A Autoridade Bancária Europeia (EBA) iniciou estudos para incorporar o calor extremo como uma categoria de risco nos testes de estresse bancário. O movimento reflete a crescente preocupação dos reguladores europeus com a vulnerabilidade sistêmica do setor financeiro diante do aquecimento global, que afeta desde a produtividade do trabalho até a viabilidade de ativos imobiliários e agrícolas.

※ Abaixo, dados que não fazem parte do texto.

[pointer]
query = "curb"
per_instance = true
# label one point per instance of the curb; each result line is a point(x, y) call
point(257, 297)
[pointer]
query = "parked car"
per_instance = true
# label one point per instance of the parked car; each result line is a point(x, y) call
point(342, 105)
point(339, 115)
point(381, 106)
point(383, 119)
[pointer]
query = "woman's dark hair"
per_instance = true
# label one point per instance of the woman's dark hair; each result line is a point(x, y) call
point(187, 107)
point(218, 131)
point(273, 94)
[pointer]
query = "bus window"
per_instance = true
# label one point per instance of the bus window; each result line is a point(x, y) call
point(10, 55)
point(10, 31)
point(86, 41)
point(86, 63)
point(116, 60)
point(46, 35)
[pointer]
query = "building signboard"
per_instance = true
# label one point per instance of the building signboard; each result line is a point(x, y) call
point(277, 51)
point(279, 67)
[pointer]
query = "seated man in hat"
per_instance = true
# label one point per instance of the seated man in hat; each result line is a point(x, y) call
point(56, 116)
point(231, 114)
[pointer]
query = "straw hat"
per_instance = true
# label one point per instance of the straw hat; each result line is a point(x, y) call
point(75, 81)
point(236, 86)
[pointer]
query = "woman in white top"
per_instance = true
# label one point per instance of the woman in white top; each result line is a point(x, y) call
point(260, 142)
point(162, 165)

Segundo reportagem do InfoMoney, embora o próximo ciclo de testes, que se estende até 2027, concentre-se prioritariamente no risco de enchentes, a inclusão de variáveis térmicas é tratada como uma evolução inevitável. A EBA reconhece que, diferentemente de desastres naturais pontuais, o calor extremo impõe um impacto difuso e complexo na economia, exigindo novas metodologias de modelagem macroeconômica.
O desafio da mensuração climática
A dificuldade em quantificar o impacto do calor extremo reside na natureza sistêmica desse fenômeno. Enquanto o risco de enchentes pode ser mapeado geograficamente com precisão, cruzando dados de localização de ativos físicos com zonas de inundação, o calor extremo afeta indicadores macroeconômicos como o Produto Interno Bruto (PIB) e a demanda energética de forma mais ampla e menos localizada.
Para a EBA, a introdução imediata dessa variável nos modelos atuais sobrecarregaria bancos e supervisores sem garantir a precisão necessária. A instituição avalia que, por ora, a prioridade permanece no aprimoramento dos testes baseados em enchentes, que causaram danos superiores a € 200 bilhões na União Europeia entre 2021 e 2024, segundo dados da Agência Europeia do Meio Ambiente.
Mecanismos de adaptação bancária
Na ausência de uma diretriz regulatória final, as instituições financeiras começam a agir por conta própria para mitigar riscos físicos. O banco espanhol BBVA, por exemplo, já ajusta o precificação de empréstimos corporativos considerando o nível de exposição dos clientes aos efeitos do aquecimento global. A estratégia visa precificar o risco de inadimplência atrelado à resiliência climática dos ativos financiados.
O Banco Central Europeu (BCE) também reforçou a pressão sobre as instituições ao anunciar a redução do valor de garantias que apresentem risco climático elevado. Esse movimento força os bancos a internalizarem o custo do aquecimento global em suas carteiras, punindo grandes emissores de gases de efeito estufa que não possuem planos claros de transição para uma economia de baixo carbono.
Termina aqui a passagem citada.